The Ant Band Reunion

Key Club, Tupelo High School
Bob McKnight, third row from top – right end & Piggie Caldwell, front row – right end

Send in the clowns / Don’t bother they’re here

Stephen Sondheim

Every April 23 and 24th ish, D and I honor the memory of my parents’ births with sanctuary flowers for the Sunday service. This particular Sunday was serendipitous because my father’s best friend died the night before. Norris (Piggie) Caldwell was 92. He outlived my father by 10 years.

As close as their lifelong friendship turned out to be, their departures were ironically different. In a twist, my father was a prototype of healthy living pushed by the example of his father’s early demise.

He intuitively adapted to jogging, years prior to the advent of running shoes. He rarely smoked or drank. He ate colors of the spectrum. On the other hand, Piggie made no such association between lifestyle and longevity.

At my father’s death, Piggie said that he was mad at my father for going first as he was the one with heart trouble and chronic ailments. They had discussed their exits, and my father would be the one who they agreed would attend Piggie’s visitation and funeral. “Later I’ll have to let Bob know how he let me down,” Piggie said.

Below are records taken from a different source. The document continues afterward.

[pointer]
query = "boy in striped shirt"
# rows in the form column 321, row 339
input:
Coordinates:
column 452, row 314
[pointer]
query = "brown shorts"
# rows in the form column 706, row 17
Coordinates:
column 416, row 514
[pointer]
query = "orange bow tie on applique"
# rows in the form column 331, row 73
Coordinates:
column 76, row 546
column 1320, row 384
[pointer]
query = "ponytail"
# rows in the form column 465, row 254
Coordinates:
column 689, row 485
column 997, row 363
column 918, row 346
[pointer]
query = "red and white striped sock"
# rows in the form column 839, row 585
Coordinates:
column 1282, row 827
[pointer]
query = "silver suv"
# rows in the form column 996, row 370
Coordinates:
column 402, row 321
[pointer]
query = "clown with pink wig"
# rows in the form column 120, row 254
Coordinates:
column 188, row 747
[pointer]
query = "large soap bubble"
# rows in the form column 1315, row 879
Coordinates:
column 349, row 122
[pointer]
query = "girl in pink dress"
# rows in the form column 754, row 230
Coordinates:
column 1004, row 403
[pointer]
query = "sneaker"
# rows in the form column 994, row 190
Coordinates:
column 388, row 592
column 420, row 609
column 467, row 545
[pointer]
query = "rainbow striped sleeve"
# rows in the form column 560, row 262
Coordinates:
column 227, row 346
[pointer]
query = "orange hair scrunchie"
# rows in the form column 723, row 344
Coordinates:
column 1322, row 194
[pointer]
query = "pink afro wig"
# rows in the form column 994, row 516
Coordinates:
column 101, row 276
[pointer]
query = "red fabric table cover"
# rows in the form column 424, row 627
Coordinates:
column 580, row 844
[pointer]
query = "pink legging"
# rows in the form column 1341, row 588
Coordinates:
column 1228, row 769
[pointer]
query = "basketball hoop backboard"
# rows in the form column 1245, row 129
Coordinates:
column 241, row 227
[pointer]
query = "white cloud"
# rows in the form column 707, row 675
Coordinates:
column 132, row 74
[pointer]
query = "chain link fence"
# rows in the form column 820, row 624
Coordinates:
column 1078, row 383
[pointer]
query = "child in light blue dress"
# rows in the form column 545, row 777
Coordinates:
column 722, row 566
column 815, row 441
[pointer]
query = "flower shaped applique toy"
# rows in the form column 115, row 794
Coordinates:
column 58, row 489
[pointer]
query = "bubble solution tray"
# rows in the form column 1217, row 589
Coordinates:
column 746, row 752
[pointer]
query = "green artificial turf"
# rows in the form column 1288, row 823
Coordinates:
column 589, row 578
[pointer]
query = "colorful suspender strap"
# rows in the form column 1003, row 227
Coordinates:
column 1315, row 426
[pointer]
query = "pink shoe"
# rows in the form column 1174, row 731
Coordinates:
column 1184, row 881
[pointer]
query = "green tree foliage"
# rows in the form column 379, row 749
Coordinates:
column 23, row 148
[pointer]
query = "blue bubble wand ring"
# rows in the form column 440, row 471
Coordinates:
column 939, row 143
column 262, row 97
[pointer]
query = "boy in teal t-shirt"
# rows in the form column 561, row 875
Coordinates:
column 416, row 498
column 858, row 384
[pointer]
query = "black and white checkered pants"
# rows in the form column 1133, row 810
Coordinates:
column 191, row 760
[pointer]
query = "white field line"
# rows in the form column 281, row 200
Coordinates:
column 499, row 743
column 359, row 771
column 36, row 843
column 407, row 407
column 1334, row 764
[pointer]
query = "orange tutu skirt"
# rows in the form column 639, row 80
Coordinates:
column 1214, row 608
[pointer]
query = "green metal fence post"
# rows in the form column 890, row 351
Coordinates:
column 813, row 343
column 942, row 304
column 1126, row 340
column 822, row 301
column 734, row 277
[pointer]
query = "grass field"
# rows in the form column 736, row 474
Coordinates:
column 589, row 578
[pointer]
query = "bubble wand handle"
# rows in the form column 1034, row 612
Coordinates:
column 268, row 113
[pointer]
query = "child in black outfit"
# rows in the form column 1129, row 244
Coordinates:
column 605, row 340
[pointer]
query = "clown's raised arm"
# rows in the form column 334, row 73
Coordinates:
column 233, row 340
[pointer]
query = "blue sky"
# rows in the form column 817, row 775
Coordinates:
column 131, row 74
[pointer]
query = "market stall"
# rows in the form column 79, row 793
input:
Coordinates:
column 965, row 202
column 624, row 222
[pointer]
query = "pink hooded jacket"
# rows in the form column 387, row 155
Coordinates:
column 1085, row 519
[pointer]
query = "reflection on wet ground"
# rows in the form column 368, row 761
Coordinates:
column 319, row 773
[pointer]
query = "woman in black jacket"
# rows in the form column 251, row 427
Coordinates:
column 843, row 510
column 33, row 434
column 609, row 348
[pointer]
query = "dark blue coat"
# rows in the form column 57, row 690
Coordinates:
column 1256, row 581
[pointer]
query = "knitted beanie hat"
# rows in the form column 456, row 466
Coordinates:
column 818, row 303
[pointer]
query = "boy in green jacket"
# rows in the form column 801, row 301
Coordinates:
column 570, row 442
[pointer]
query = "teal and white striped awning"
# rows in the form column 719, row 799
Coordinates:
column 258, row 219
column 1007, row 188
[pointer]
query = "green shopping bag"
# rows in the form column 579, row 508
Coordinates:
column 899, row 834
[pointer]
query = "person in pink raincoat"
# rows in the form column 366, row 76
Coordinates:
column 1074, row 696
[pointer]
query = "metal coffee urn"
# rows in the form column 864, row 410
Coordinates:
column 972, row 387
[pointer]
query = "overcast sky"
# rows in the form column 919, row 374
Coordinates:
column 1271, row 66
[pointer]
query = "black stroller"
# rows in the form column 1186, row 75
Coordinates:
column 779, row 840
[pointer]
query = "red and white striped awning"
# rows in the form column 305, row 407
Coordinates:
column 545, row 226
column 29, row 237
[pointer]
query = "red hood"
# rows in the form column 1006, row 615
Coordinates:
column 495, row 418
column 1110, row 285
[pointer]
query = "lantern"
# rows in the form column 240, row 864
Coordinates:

It was not love at first sight Piggie often recounted. Lottie Payne, Tupelo’s welcome agent, placed the sixteen year olds together knowing that they were both born in 1930. One day just about the time Piggie was leaving football practice with a case of sore legs, Ms Payne appeared coincidentally with “this newbie geek, Bob McKnight,” who cruised up on his bicycle. “I road on the back of this maniac’s bike to his house, as he hit all the bumps in the road,” Piggie said.

The story goes that my own grandmother and great grandmother greeted them and a family fusion of sorts erupted. “Well the creep, nerd, geek became my soul mate, pal, best friend and second brother,” he said. For years they were seldom apart until graduation where upon Piggie claimed a football/baseball scholarship to Ole Miss. My grandfather insisted on four years at Mississippi State for my father.

Later they cemented their bond back in Tupelo with wives, both named Mary Ann, who also became best friends. Piggie said, “It was like we had two sets of children.” And it always felt that way to me. Early in my life, Piggie and Mary Ann’s faces loomed as regularly as my own Mother and Father’s.

Even after our family’s move to Tennessee, the foursome remained strong until my mother’s death in 1990. They showed up for each other as if distance mattered not.

I suppose there was no slight of hand when mixed with the sanctuary flowers, the Sunday scripture was one of two friends on the road to Emmaus who “talked together of all these things which had happened.” In the presence of a mysterious third party, the friends came to a common understanding of suffering and the ultimate solution of breaking bread together.

Indeed a lifetime of breaking bread together made the difference to Bob and Piggie and also to all who observed them. Ultimately life was not as simple as expected when they doubled on the bike; but even as they gradually began to recognize life’s plight was beyond their control and leaned into faith – Piggie, a Bible carrying Christian, and my father, a free thinker – their union was blest by the tie of laughter that bonds.

As a friend once grieved a beloved friendship disrupted by opinions, “I thought we’d hold hands and roll down the hill together,” Piggie and my father did just that.

After my father’s passing, Piggie wrote to us: “Bob McKnight was the kindest, most faithful and loyal friend a person could have ever had.” This was only the reflection, I’m sure, of what he had been to my father.

These days I like to think of them together, young men testing their grill skills in the Caldwell’s back yard, and still later sitting on the sidelines in a silent but common frivolity.

Often they were compelled to enact a short concert of the ant band, a little something they came up with as teens which had the immediate power to send them into explosive laughter.

In unison, they would emit a tiny, almost imperceptible brass rendition of the Stars and Stripes Forever as if an ant band was in session.

God bless the tie; here they go again.